Concierge: I'm sorry — looking up your account from this number… I see order #ORD-22,
           marked delivered yesterday. Is the address still 12 Oak Street?
Caller:    Yes but I never got it.
Concierge: Reissuing free shipping, on the way today. SMS confirmation in a sec. Anything else?
Caller:    No thanks.
Two weeks later
Caller:    Hey, calling about a different one.
Concierge: Welcome back. I see we reissued #ORD-22-R for you a couple weeks ago — did
           that one arrive okay?
Caller:    Yeah it did, thanks. This is about a new order.
Concierge: Great. What's the order number?
The agent picked up the prior issue without you wiring anything case-specific. Phone calls feel continuous because they are.

Customize / extend

  • Outbound voice campaigns → flip the pipeline; have your telephony provider place outbound calls into the same Pipecat pipeline.

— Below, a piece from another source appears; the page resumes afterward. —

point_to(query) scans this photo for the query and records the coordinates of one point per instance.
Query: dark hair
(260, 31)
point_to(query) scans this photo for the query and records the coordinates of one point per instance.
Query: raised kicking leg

  • LiveKit instead of Pipecat → see Patterns → Voice Agent on LiveKit. Same memory model, different transport.
  • Voice journaling / personal companion → set max_results higher and use a richer system prompt; see AI Companion for the persona shape.

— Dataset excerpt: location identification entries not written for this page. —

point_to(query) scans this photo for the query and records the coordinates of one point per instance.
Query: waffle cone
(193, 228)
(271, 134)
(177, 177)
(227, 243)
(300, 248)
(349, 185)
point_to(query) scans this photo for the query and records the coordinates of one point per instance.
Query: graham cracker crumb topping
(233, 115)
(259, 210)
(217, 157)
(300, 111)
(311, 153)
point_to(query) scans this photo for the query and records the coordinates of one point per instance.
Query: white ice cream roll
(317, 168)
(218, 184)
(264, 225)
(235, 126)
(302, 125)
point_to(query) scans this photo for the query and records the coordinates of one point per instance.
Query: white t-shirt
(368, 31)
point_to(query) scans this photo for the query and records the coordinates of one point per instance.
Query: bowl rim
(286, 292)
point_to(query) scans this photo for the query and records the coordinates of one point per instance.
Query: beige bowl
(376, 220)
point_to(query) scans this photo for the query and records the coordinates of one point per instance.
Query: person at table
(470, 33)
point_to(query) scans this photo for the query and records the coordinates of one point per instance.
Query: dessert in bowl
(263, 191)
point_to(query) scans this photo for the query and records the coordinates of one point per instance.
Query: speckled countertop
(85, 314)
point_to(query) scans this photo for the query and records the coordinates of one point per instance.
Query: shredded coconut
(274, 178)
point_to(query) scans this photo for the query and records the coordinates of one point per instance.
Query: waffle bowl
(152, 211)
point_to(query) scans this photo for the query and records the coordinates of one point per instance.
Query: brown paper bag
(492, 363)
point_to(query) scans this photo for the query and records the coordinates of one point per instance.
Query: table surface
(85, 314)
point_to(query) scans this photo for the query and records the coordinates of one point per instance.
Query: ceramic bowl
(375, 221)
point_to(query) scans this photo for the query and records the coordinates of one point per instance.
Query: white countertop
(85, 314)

  • Coach by voice → adapt AI Coach over Pipecat. Voice tracking of workouts is natural (“I just ran 5k”).
  • Tier-2 escalation by voice → on transfer_to_agent, post a memory-grounded summary into your queue so the human agent has full context the moment they pick up.

Troubleshooting

Replies feel slow
  • Profile each stage. LLM first-token is usually the bottleneck. Reduce max_results, switch model, or pre-emit a filler (“let me check…”) if your TTS supports interruption-friendly start.
Concierge re-asks for the caller’s name every call
  • Caller-name memory isn’t being ingested. After the first call, capture name explicitly with a tool or system rule: “if the caller introduces themselves, store via Synap before responding.”
Context fetch times out
  • Run Synap in the same region. Check network. If degraded, fall back to no-context gracefully — the call should proceed without memory rather than fail.

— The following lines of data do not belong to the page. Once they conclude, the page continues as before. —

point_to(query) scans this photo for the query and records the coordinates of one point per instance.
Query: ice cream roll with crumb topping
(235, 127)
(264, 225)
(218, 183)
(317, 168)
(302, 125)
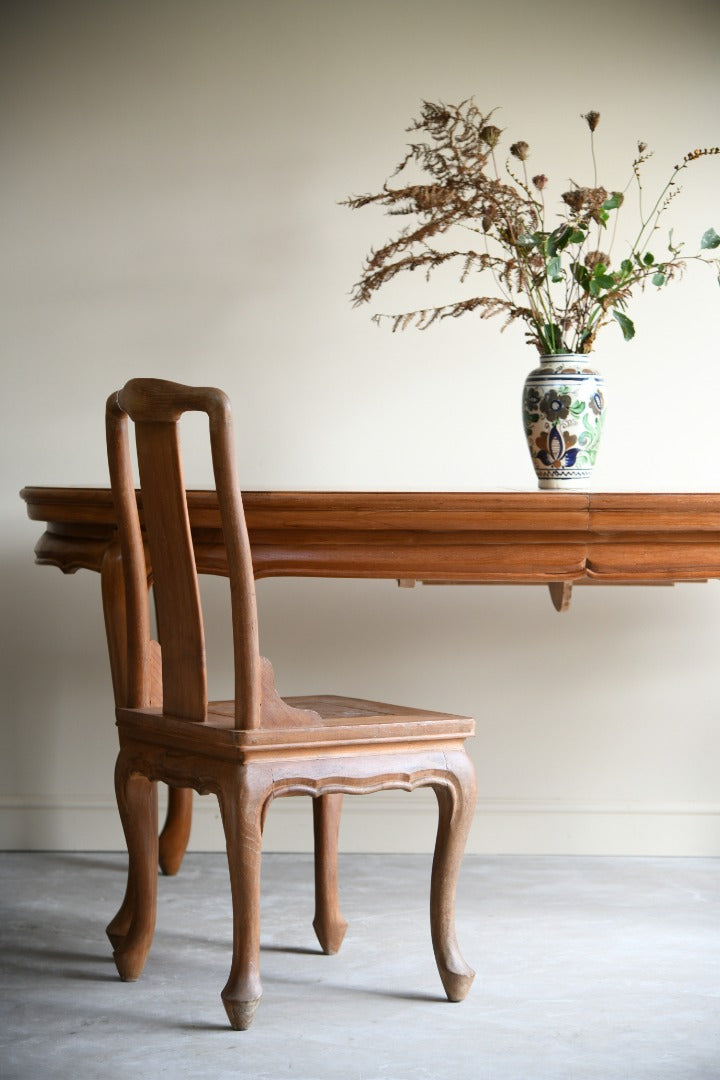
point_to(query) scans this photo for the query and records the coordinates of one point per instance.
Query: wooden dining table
(559, 540)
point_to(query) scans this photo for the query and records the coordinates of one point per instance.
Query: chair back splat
(157, 406)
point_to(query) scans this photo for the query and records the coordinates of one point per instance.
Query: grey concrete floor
(587, 969)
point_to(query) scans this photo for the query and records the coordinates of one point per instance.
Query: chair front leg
(241, 807)
(328, 922)
(456, 807)
(176, 831)
(133, 927)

Caller speaks over the agent and confuses the pipeline
  • Pipecat handles VAD-driven interruption; tune SileroVADAnalyzer sensitivity for your audio path.
Phone number not stable (caller ID withheld)
  • Fall back to a session-only ID + ask for an account number / OTP in-flow. Don’t write to long-term memory until identity is confirmed.